Merger ini memberikan Cursor akses ke klaster GPU Colossus milik SpaceX untuk mengembangkan model generasi kode generasi berikutnya dalam skala besar.
Serangkaian tools coding otomatis ini akan mengoptimalkan perangkat lunak penerbangan untuk Falcon 9, Starship, dan pengaturan routing jaringan Starlink.
Startup pengodean AI Cursor resmi bergabung dengan SpaceX setelah akuisisi senilai US$60 miliar, yang pertama kali diumumkan pada April 2026, resmi ditutup. Perwakilan perusahaan mengonfirmasi bahwa merger ini kini telah berlaku dan prosesnya mulai berjalan, setelah produsen kedirgantaraan tersebut menjadi perusahaan publik pada Juni. Transaksi yang baru dirampungkan ini memungkinkan tim pengembang memanfaatkan infrastruktur komputasi yang tak tertandingi untuk meningkatkan skala kecerdasan pembelajaran mesin serta menciptakan model pembuatan kode yang lebih mumpuni bagi pelanggan korporat.
Akuisisi ini secara signifikan memperluas portofolio SpaceXAI, divisi khusus yang dibentuk setelah mengakuisisi xAI, perusahaan kecerdasan buatan Elon Musk sebelumnya, pada awal tahun ini. Pimpinan perusahaan menyebut kemitraan tersebut telah menghasilkan capaian teknologi yang nyata di berbagai lini. Mereka menunjuk perilisan Grok 4.6 pada Rabu sebagai contoh awal bagaimana perusahaan gabungan ini akan mengintegrasikan model bahasa besar canggih langsung ke dalam alur kerja pengembangan yang krusial bagi operasional.
Bergabung dalam ekosistem korporat SpaceX memberi platform pengodean ini akses langsung ke armada GPU terbesar di dunia. Jaringan komputasi Colossus begitu luas hingga perusahaan induknya menyewakan kapasitas berlebih kepada pemain industri besar seperti Anthropic dan Google. Investasi besar-besaran dalam pemrosesan awan berperforma tinggi ini dilakukan ketika operasional pusat data masih menghadapi pengawasan regulasi dan gugatan lingkungan terkait turbin gas yang memasok daya ke klaster perangkat keras tersebut.

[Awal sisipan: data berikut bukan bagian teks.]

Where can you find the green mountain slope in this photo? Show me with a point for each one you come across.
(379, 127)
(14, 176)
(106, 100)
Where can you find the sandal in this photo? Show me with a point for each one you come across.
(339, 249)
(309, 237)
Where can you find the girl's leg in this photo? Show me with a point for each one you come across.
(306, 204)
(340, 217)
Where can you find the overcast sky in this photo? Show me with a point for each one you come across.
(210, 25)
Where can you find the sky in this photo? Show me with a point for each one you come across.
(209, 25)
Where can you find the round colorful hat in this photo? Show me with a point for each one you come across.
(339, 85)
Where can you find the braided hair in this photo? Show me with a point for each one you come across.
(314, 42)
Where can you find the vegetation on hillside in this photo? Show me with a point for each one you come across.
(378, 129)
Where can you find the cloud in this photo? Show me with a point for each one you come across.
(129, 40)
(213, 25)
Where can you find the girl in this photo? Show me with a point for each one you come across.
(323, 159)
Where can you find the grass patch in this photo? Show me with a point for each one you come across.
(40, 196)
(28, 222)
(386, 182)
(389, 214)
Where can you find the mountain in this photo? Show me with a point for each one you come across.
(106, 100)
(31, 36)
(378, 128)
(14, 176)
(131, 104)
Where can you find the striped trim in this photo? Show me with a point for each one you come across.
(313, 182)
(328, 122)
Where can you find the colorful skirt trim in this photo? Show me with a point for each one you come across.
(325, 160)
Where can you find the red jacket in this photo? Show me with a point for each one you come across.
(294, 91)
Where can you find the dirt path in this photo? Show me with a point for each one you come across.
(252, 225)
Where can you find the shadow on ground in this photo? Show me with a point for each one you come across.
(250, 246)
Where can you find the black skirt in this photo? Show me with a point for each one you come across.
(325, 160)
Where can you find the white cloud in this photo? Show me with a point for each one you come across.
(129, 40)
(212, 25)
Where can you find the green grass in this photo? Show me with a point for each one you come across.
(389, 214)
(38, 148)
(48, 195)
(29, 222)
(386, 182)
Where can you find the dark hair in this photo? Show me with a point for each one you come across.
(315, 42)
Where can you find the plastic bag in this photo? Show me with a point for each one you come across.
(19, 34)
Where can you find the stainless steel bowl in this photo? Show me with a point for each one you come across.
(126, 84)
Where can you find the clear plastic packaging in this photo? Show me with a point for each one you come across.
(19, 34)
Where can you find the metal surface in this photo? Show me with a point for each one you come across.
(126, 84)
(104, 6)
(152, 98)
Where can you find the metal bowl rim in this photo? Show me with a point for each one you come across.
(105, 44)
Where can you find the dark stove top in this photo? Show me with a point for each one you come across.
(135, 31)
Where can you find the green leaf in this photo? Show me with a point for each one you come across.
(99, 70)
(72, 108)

Rencana integrasi internal mengungkap bahwa arsitektur perangkat lunak otomatis akan segera mengoptimalkan tugas-tugas dalam alur kerja di berbagai divisi teknik. Perangkat pembelajaran mesin khusus akan mempercepat pembuatan kode untuk komputer penerbangan yang beroperasi pada wahana Falcon 9 dan Starship. Para insinyur juga akan menerapkan teknologi ini untuk mengotomatiskan pengelolaan jaringan secara real time bagi perutean internet Starlink, sekaligus menyederhanakan sistem basis data backend di seluruh ekosistem perangkat keras yang lebih luas.